Por: Gilberto Parra Zapata
El onanismo mental y el desmedido apego al sexo que siempre acompañaron a la vida de Pomponio, llegó a extremos increíbles, y necesariamente tendría que hacer crisis en un determinado momento. Se trata de una espiral que comenzaría desde su infancia, con ese atavismo de mantener todo el tiempo su mano derecha palpándose sus genitales. En cuanto a su entorno social, su lujuria se exacerbaba ante su exagerada fijación, obsesa y fisgona, sobre cuantas pantaletas se atravesaran a su curiosa mirada. Dos polos de conducta que algún acucioso sicoanalista tendría que profundizar ante el hecho cierto de determinar el origen de esas manchas amarillentas en sus sábanas, también en las páginas de las revistas donde apareciera alguna damisela ligera de ropas.
Lo que nadie podría imaginarse es que tal fascinación, asumida por un joven que en otras circunstancias, con toda seguridad, pasaría desapercibido, fueron los sorprendentes desarrollos de ciertos hechos, entre curiosos y trágicos, que llegaron a convertirse en una desproporcionada trascendencia sobre la vida de toda una comunidad. Tal desenlace sería la confirmación de hipótesis sobre fenómenos culturales e idiosincráticos, muy arraigados en el imaginario de la sociedad, más aún, cuando tienen lugar, como en efecto lo fue, en el entorno urbano de un barrio humilde, cuyos habitantes suelen asumir pacatas conductas con relación al sexo.
En el caso particular de este personaje, influido por el legado secular de la cultura judeocristiana, era más que evidente su percepción exclusivamente erótica acerca de la condición femenina, valorando solamente los atributos físicos de la hembra, un desmedido interés exteriorizado a través de su muy perturbadora mirada sobre senos y entrepiernas. Sobre todo, le fascinaba la figura de una mujer embarazada.Muy poco probable sería, en razón de su edad para el momento en que comenzaban a recrudecer sus obsesiones eróticas, aunado además, a otros factores y prejuicios familiares y sociales, que alguna vez tuviera una verdadera relación sexual. O tal vez por eso mismo, sus complejos lo transformaban con frecuencia en un sedicente pinocho, contando sus mentiras a quienes quisieran escucharle, sobre supuestas aventuras amorosas, relatadas con detalles tan prolijos, que nadie se las creería, sobre todo cuando evadía la mirada de su interlocutor.

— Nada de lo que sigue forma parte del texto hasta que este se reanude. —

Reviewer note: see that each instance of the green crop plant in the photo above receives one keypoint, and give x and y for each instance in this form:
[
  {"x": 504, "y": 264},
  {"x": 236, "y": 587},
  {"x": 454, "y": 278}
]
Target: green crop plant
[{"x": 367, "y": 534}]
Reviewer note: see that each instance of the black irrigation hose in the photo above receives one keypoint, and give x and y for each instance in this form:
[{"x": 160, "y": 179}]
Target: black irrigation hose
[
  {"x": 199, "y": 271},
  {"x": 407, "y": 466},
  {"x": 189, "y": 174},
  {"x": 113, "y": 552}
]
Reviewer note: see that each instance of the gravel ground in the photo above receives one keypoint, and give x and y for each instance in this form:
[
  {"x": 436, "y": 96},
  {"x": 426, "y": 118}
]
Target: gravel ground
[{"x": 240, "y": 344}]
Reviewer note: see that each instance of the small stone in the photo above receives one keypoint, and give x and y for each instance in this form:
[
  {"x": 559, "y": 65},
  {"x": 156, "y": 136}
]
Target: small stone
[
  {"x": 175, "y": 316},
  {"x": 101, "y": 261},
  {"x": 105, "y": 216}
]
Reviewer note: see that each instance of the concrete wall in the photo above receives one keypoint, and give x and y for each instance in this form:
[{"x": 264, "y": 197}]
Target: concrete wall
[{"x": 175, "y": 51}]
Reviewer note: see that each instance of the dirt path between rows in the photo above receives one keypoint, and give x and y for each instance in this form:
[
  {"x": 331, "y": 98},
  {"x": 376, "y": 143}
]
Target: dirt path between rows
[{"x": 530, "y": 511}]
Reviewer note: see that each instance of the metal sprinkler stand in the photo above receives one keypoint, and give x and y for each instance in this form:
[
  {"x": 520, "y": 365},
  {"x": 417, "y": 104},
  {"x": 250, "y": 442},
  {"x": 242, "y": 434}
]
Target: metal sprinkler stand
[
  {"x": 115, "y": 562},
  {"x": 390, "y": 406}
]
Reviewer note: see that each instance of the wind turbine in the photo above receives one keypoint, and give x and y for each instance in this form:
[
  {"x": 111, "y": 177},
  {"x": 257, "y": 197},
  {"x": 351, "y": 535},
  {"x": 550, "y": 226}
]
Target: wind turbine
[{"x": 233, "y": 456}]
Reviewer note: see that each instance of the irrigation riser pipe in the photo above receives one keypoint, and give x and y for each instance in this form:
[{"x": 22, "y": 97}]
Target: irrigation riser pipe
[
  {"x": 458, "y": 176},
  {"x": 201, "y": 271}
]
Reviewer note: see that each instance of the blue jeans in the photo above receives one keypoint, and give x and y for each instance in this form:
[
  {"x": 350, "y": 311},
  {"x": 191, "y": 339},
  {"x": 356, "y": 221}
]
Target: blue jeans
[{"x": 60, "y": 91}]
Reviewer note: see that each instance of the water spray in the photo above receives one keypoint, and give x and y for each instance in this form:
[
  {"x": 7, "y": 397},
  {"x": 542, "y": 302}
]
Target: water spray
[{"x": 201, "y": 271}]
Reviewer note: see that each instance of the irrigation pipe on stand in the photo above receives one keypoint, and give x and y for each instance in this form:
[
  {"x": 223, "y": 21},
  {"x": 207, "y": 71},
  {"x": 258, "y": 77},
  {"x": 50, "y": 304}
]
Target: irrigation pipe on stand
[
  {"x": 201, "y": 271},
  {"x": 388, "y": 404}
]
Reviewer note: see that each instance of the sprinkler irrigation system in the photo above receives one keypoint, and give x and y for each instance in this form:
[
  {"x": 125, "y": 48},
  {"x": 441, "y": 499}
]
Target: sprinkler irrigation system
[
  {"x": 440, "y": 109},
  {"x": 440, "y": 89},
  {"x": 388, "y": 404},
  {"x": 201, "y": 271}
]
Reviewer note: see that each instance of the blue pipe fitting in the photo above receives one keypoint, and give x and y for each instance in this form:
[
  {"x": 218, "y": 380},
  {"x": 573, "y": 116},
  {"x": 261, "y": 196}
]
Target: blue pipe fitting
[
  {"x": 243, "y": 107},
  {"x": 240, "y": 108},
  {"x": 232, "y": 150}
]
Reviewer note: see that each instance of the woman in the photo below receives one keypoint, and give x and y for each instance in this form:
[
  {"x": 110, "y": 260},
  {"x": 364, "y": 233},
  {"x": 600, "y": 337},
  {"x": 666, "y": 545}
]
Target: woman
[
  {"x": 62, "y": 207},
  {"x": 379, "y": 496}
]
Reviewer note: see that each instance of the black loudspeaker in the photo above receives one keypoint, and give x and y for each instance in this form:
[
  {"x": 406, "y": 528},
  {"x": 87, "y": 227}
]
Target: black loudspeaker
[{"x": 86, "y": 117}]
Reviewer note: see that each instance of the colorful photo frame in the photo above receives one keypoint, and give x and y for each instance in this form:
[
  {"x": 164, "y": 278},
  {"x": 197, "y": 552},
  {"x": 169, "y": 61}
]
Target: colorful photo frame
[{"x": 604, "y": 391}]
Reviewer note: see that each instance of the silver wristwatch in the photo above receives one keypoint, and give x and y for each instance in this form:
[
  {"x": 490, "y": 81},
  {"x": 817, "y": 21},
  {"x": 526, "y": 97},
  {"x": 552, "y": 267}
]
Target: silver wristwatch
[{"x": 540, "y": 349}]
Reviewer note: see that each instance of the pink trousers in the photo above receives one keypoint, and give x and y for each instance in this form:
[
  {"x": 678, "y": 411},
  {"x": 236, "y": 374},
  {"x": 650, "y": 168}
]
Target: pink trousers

En medio de esos paliques, su exceso verbal lo condujo en varias ocasiones a cometer el muy costoso error de revelarle a determinados camaradas lengualargas, una cierta carencia en cuanto a la conformación física de sus genitales. Posteriores acontecimientos constituirían esa infidencia en una carga demasiado pesada para su desenvolvimiento social, de lo cual se arrepentiría amargamente. Además, era detodos conocida su proverbial timidez para relacionarse con las damas, que en su caso siempre se limitó a enamorarse platónicamente, a todo lo largo de su vida, de una vecina de su barrio, una joven muy hermosa, a quien nunca ni siquiera le dirigió la palabra. La interesada con toda seguridad lo intuía, pero tampoco hizo esfuerzo alguno por hacerse notoria.
Aunque nunca, que se sepa, tuvo sexo con animales, (cabras, marranas, perras, burras), lo cual sí practicaban los amigos de su edad en el barrio donde habitaba, era pública y notoria su desmedida curiosidad por las actividades reproductivas y la conformación de los respectivos órganos sexuales de esos animales. Se quedaba extasiado mirando las cópulas de los perros del barrio, sobre todo cuando el macho y la hembra al final del coito, quedaban “pegados”, en enredos de colas y patas, sin poder explicarse cómo ambos canes podían terminar el acto reproductivo en esa posición tan entreverada.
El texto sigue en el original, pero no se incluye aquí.